This development is entirely logical and compelling, for the simple reason that the physical cutting tool is the center point around which every metal removal process revolves. How well the cutting tool performs ultimately determines the success or failure of every machining operation.

This reality makes information about the cutting tool of extreme importance. The cutting tool manufacturers know this. The means to convey the best, latest and most complete information about cutting tools to end users in a readily deployable format promises to unlock the potential for higher productivity, greater cost-effectiveness and improved quality across the board.

For example, cutting tool data is the key to better CNC tool paths in CAM programming and simulation. Data about cutting tool performance is critical to meaningful machine monitoring and measurements of overall equipment effectiveness (OEE). Cutting tool data integrates the tool supplier, the tool crib, the tool presetter and the CNC.

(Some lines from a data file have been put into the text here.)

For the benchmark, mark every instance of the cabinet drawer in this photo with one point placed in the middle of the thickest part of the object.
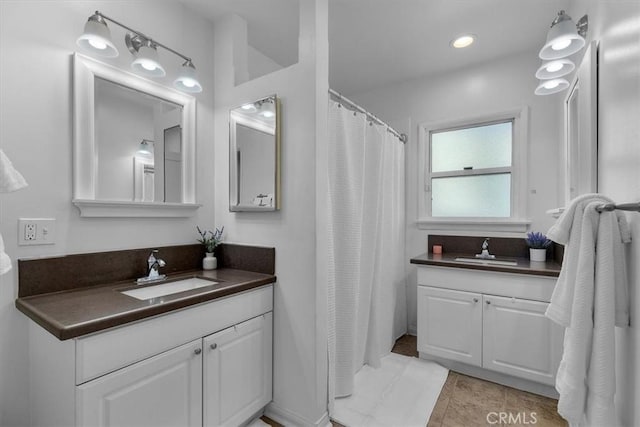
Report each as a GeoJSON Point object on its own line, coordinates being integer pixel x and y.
{"type": "Point", "coordinates": [104, 352]}
{"type": "Point", "coordinates": [538, 288]}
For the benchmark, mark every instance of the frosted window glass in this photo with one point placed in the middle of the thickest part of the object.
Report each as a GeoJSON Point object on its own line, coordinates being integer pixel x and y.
{"type": "Point", "coordinates": [479, 147]}
{"type": "Point", "coordinates": [472, 196]}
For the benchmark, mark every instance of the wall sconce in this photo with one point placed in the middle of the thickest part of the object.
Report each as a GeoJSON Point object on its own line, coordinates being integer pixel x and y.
{"type": "Point", "coordinates": [563, 39]}
{"type": "Point", "coordinates": [145, 149]}
{"type": "Point", "coordinates": [96, 38]}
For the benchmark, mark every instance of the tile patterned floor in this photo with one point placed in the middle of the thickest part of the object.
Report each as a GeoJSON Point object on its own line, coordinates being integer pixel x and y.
{"type": "Point", "coordinates": [467, 402]}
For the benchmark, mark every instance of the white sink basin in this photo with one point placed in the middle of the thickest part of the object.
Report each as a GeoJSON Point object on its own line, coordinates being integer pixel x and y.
{"type": "Point", "coordinates": [169, 288]}
{"type": "Point", "coordinates": [487, 261]}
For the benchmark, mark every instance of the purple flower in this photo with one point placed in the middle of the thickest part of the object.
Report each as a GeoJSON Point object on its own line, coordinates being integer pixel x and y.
{"type": "Point", "coordinates": [537, 240]}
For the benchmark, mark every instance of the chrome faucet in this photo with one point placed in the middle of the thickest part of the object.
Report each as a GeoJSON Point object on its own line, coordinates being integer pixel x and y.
{"type": "Point", "coordinates": [153, 263]}
{"type": "Point", "coordinates": [485, 250]}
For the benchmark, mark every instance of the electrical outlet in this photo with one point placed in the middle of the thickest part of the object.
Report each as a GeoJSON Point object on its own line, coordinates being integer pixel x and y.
{"type": "Point", "coordinates": [36, 231]}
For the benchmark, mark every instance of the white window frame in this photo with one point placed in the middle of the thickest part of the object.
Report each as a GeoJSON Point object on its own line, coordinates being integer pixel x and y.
{"type": "Point", "coordinates": [517, 222]}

 Key developments are making the value of cutting tool data prominent. These include the availability of cloud-based networking and new standards such as ISO 13399 and MTConnect that promote interoperability and connectivity for cutting tool data applications. Big Data analytics, new sensor technology and mobile communication devices also enhance the need for and value of data centered on the cutting tool.

If the essence of data-driven manufacturing is a move away from decision-making based on guesswork, wishful thinking, unproven theories or emotion, to decision-making based on verifiable facts, measurements and real-time monitoring, then the cutting tool manufacturers are clearly leading the way.